Le détournement de l'adoption en vue de donner effet à une convention portant sur la procréation ou la gestation pour le compte d'autrui constitue une fraude à l'article 16‑7 du Code civil, ce que décide la Cour de cassation.

Par deux arrêts du 13 septembre 2013 (n° 12‑18315 et 12‑30138), la première chambre civile de la Cour de cassation est venue fermement rappeler les conséquences du caractère d'ordre public de la règle de prohibition des conventions de gestation pour autrui posée à l'article 16‑7 du Code civil français.

Dans un arrêt du 19 mars 2014 (n° 13‑50005), la première chambre civile de la Cour de cassation a de nouveau confirmé sa jurisprudence sous le visa des articles 16‑7 et 16‑9 du Code civil : « en l'état du droit positif, est justifié le refus de transcription d'un acte de naissance fait en pays étranger et rédigé dans les formes usitées dans ce pays lorsque la naissance est l'aboutissement, en fraude à la loi française, d'un processus d'ensemble comportant une convention de gestation pour le compte d'autrui, convention qui, fût-elle licite à l'étranger, est nulle d'une nullité d'ordre public selon les termes des deux premiers textes susvisés ».
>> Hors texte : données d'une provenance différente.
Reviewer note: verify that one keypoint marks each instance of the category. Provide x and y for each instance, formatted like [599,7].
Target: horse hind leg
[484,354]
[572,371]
Cette jurisprudence met obstacle aux effets en France des conventions de gestation pour le compte d'autrui conclues à l'étranger.

La fraude à l'article 16‑7 du Code civil représente un détournement de la loi n° 2013‑404 du 17 mai 2013.

Comme y invite le Conseil constitutionnel dans sa décision du 17 mai 2013, un tel détournement doit être sanctionné, en l'occurrence par la nullité absolue de l'adoption.

Dans sa décision du 17 mai 2013, le Conseil constitutionnel, après avoir rappelé le contenu de l'article 16‑7 du Code civil (considérant n° 44) énonce, en son considérant n°58 : « qu'il appartient aux juridictions compétentes d'empêcher, de priver d'effet et, le cas échéant, de réprimer de telles pratiques ».